# Extract Daily Heat Index Values for Point Locations

To extract daily heat index values for point locations, we can use the exact same code we used for the national, regional, and district boundaries of Ghana. The only difference is that we are using points, not polygons.

In [None]:
# =============================================================================
# SETUP CELL - Run this first before importing packages
# =============================================================================

"""
This cell installs geospatial packages not included in Google Colab by default.
These are essential for working with climate and satellite data.

Packages being installed:
- rasterio: Reading and writing raster data (satellite images, climate grids)
- rasterstats: Computing statistics from raster data within vector boundaries
"""
!pip install rasterio rasterstats

In [None]:
# Dependencies
import os
import numpy as np
import pandas as pd
import geopandas as gpd
from shapely.geometry import Point
import glob
from rasterstats import zonal_stats, gen_zonal_stats
import rasterio
from rasterio.plot import show
import matplotlib.pyplot as plt
import time

# Get Daily Heat Index Files

First we need to get the location of our daily maximum heat index files and create a list of these files.

In [None]:
# Mount Google Drive
from google.colab import drive
drive.mount('/content/drive')

In [None]:
# Define the base directory
base_dir = 'drive/MyDrive/Climate-Health-Data-Science-Workshop/Day3/'

In [None]:
# Let's look at the data files available using glob
# Construct the file path using os.path.join to ensure compatibility
file_path = os.path.join(base_dir, 'data', 'himax-2016', '*.tif')
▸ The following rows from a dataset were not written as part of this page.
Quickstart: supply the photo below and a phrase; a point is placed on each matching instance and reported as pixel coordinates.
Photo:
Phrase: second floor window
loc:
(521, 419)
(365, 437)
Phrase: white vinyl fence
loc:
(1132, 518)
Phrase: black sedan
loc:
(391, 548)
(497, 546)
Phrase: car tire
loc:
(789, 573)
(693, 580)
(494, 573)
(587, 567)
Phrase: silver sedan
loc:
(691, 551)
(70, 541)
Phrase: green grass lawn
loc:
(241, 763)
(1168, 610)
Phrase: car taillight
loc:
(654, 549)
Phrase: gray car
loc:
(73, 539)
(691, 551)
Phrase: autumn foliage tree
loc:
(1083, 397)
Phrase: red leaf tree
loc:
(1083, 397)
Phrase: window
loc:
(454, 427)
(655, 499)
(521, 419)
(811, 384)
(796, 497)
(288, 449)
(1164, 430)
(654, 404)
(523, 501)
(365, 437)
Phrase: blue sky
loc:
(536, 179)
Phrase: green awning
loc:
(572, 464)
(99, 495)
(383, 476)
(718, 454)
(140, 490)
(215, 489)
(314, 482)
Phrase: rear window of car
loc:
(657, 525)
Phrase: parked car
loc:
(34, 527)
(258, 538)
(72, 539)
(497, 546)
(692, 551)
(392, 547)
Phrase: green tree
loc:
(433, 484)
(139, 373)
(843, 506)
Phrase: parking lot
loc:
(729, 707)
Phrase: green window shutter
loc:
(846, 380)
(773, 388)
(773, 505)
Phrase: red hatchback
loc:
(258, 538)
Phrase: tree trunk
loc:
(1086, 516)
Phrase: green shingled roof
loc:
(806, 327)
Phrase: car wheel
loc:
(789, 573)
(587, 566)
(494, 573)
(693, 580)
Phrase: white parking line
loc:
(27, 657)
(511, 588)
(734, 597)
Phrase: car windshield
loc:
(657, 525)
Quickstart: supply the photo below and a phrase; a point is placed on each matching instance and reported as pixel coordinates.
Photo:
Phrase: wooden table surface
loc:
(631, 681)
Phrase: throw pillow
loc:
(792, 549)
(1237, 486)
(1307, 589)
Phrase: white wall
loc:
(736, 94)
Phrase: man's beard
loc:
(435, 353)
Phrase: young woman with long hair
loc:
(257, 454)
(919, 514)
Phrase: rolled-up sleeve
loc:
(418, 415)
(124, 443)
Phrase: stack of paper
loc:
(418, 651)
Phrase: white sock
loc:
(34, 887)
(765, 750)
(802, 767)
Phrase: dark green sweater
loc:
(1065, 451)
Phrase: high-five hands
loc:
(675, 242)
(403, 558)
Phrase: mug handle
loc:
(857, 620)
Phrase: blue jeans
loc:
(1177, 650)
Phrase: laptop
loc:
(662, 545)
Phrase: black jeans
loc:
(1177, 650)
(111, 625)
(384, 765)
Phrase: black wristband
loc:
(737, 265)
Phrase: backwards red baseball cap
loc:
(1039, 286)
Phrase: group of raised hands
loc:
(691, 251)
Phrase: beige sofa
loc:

files = sorted(glob.glob(file_path))


files[:5]

## Load the DHS Clusters

Recall the DHS survey data we have used in the previous tutorials, and it is at household level, which means that there is multi-records for a given survey cluster, sharing the same long and lat. <br> For the heat value extractions, since we are looking at the cluster level,  survey data has been aggregated to DHS cluster points. All the numercial columns have been aggregated by mean(), categorical columns were mostly discarded except 'rural_urban' and 'country'    

In [None]:
# First let's load the Ghana DHS survey dataset
df_fn = os.path.join(base_dir, 'data/DHS_Clusters_Points_Ghana_2014.csv')

df = pd.read_csv(df_fn)

# Identify records where both longitude and latitude are 0
index_to_drop = df[(df['long'] == 0) & (df['lat'] == 0)].index

# Drop these records using the drop function
df = df.drop(index_to_drop)
df.head(1)

In [None]:
# we can check how many DHS Clusters have been sureveyed
len(df)

Adding Identifiers: This cell adds a new column to the DataFrame, assigning a unique ID to each cluster, starting from 1 up to the number of records. This is useful because later after extracting the heat we may want to join the data back

In [None]:
# we will create a new column named 'cluster_id'
df['cluster_id'] = list(range(1, len(df)+1))

In [None]:
df.head(5)

## The DHS data is a CSV file so it needs to be converted into a GeoPandas DataFrame with geometry, not lat/long.

In [None]:
# Import Point
from shapely.geometry import Point

# Create geometry (vector point) from the lon and lat coordinates
geometry = [Point(xy) for xy in zip(df['long'], df['lat'])]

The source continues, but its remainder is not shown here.